The existence of the Frobenius endomorphism probably goes back to Euler's proof of Fermat's little theorem. But why is it named after Frobenius? Who gave it this name? When was it first stated in full generality? How did people refer to this concept before the language of ring homomorphisms?
Since you reach back to Euler, who proved Fermat's little theorem in the form $a^p \equiv a \bmod p$ by using induction on $a$ and the binomial theorem, I think your "Frobenius endomorphism" is the $p$th-power map in characteristic $p$ (or $p^k$-th power map if the base field has order $p^k$).

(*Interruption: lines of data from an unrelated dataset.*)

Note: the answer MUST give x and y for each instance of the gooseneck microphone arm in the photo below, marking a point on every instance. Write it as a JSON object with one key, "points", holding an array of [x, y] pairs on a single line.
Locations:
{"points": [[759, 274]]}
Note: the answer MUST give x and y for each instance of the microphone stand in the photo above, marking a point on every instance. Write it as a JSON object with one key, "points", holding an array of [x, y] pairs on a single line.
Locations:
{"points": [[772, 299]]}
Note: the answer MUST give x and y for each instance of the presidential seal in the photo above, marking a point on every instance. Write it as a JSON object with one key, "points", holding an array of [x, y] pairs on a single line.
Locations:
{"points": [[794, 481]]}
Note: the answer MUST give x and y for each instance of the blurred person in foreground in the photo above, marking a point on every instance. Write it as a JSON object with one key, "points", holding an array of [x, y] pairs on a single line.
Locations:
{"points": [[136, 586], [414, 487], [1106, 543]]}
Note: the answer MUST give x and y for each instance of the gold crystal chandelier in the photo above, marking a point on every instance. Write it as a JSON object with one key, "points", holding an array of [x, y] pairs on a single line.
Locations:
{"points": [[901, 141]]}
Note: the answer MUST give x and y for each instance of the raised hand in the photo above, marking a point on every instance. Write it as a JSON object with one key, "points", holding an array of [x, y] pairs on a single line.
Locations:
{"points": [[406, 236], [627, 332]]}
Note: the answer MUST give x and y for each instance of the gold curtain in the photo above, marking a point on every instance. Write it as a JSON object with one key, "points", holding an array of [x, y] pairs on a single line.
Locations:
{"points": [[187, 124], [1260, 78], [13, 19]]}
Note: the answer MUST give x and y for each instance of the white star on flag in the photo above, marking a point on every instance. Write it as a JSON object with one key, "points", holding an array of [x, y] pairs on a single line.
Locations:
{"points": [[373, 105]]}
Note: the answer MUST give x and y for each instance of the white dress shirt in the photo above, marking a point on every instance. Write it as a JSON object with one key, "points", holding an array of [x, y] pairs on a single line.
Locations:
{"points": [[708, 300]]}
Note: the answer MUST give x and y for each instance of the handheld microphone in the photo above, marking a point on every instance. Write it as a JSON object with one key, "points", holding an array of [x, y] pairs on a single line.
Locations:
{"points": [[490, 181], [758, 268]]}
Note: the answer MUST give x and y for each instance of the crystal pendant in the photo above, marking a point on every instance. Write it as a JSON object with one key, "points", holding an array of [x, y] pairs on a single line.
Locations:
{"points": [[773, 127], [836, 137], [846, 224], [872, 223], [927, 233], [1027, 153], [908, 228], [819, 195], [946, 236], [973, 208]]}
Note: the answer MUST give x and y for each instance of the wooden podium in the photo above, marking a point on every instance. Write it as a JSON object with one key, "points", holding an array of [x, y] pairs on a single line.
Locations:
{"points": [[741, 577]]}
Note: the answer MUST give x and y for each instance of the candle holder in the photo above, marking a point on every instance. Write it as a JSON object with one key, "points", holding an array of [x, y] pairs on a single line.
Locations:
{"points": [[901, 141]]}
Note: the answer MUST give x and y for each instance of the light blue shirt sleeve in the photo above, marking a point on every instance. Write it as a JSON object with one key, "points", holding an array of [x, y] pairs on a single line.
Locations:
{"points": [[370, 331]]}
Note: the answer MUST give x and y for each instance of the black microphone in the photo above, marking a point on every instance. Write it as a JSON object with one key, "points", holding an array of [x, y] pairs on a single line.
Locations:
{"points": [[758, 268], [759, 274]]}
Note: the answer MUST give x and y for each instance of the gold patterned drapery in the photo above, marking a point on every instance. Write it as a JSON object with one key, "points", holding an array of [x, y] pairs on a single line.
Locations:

Frobenius has his name associated to this rather elementary operation, used long before him, because he proved the existence of lifts of the $p$-th power map to finite Galois groups over $\mathbf Q$. Those automorphisms, which Francois mentions in his answer as Frobenius substitutions, are more intricate than the $p$-th power map in characteristic $p$ and it is not surprising that the person who first published a paper about them got them named after him. (Dedekind wrote to Frobenius that he had gotten the existence of such lifts to Galois groups over $\mathbf Q$ earlier, but this was just a private communication.) Once the name Frobenius substitution was used, it is not surprising that the map in characteristic $p$ got named after Frobenius too. However, I don't know who first used his name for the characteristic $p$ operation.